Sur ce bâtiment de 100 mètres de long, la journée dépend de la météo qui détermine si l'hélicoptère peut voler et traquer les ours sur la banquise, au GPS ou à la trace. Les "jours blancs", quand ciel, neige et glace se confondent, c'est impossible.
Ce jour-là, le vétérinaire Rolf Arne Olberg est à bord avec deux scientifiques quand l'hélicoptère part en quête des mammifères à l'aide d'une application qui localise la dizaine de femelles équipées pour la première fois l'an dernier d'un collier GPS.
- Fréquence cardiaque -
Un pied sur le patin de l'hélicoptère, Olberg épaule sa carabine à air comprimé et déclenche le tir de fléchette anesthésiante sur l'animal qui au bruit de l'appareil a commencé à courir.
Certains ours, déjà anesthésiés les années précédentes, ne paniquent plus à l'approche de l'hélicoptère.
Le dosage de sédatif est adapté à la taille de l'ours et la fléchette doit atteindre un muscle pour être efficace. Observation à la jumelle : si l'anesthésiant a fait effet, l'hélicoptère peut se poser près de l'ours cinq à dix minutes plus tard.
Tout doit alors être précis et rapide, malgré les gants chirurgicaux par une température qui peut descendre à -30°C ou le vent. "Nous essayons de minimiser le temps que nous passons près de l'ours" dit le vétérinaire.
Au chevet de l'animal, Olberg place un collier GPS ou remplace sa pile, si la femelle est déjà équipée. Les mâles, qui peuvent atteindre 2,60 mètres pour 600 kilos, ne peuvent pas en être dotés car leur cou étant plus gros que leur tête ils le perdraient immédiatement.
Le vétérinaire incise ensuite la peau du mammifère pour placer entre la graisse et la chair un capteur cardiaque, petit cylindre de 4 centimètres. Les cinq premiers ont été posés l'an dernier.
"C'est un enregistreur qui nous permet d'avoir, sur toute une année, la température corporelle et la fréquence cardiaque des ours", explique la chercheuse française Marie-Anne Blanchet, spécialiste en écologie spatiale au NPI.
"Ces deux paramètres sont reliés aux dépenses énergétiques des ours.
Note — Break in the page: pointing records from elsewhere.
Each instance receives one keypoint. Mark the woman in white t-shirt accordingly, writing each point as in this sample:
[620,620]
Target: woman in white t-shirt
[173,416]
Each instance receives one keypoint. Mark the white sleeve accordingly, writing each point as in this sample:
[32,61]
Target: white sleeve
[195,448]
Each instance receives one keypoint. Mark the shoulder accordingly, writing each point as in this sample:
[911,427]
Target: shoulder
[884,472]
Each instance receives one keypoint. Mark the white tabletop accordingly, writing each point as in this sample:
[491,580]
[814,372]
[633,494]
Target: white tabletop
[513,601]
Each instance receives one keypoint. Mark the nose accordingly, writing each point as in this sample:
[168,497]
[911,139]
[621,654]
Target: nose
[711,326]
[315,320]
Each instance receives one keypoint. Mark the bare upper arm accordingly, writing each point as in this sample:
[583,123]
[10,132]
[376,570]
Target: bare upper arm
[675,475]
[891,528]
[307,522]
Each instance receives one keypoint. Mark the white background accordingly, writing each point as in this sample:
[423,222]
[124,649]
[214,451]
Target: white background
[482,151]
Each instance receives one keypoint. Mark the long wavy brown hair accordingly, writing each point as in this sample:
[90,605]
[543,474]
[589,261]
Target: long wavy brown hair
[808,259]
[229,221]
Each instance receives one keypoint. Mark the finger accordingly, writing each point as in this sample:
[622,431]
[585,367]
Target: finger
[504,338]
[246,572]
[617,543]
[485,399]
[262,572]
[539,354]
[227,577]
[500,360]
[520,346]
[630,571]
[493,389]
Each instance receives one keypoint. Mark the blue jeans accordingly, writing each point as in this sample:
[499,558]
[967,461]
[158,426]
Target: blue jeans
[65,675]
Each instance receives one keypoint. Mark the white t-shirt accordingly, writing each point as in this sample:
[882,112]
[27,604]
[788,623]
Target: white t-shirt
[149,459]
Et la dépense énergétique, c'est un petit peu la monnaie qui nous intéresse pour savoir quelle énergie les ours ont besoin de dépenser dans la mesure où leur environnement change", détaille-t-elle.
- Œufs et rennes -
Pour la première fois cette année donc, les experts vont pouvoir croiser température corporelle, rythme cardiaque et données GPS, et savoir quand ces ourses appareillées marchent pour atteindre leur zone de chasse, nagent ou restent en tanière.
Le vétérinaire prélève aussi de fines lamelles de graisse qu'il insère dans un tube conservé à 37°C, la température corporelle de l'ours. A bord du brise-glace, les tissus graisseux seront exposés à des hormones de stress et polluants puis plongés dans de l'azote liquide pour être analysés plus tard sur terre.
Cette nouvelle technique, appelée "slices", est destinée à mesurer l'impact des "polluants éternels" (PFAS) sur leur santé.
"L'idée, c'est de représenter au mieux ce que les ours vivent dans la nature mais en laboratoire", dit la toxicologue belge Laura Pirard, qui expérimente cette méthode de biopsie sur le mammifère.
Ces échantillons de graisse et de sang révèlent déjà l'évolution du régime alimentaire des ours polaires alors que la glace de mer recule.
"Ils mangent plus de nourriture terrestre que de phoques. Ils chassent toujours les phoques mais ils prennent également des œufs et des rennes, ils mangent même de l'herbe et des choses comme ça, bien que cela ne leur fournisse aucune énergie", a constaté le chef scientifique du programme "ours polaires" au NPI, Jon Aars,
Le phoque reste cependant une nourriture essentielle pour l'animal.
"Même s'ils ne disposent que de trois mois pour chasser, ils peuvent obtenir environ 70% de ce dont ils ont besoin pour toute l'année pendant cette période. C'est probablement pour cette raison que nous constatons qu'ils s'en sortent bien et qu'ils se portent bien", ajoute-t-il.
Mais le chef de mission met en garde : "Si la période (de chasse du phoque) diminue encore, peut-être seront-ils à la peine".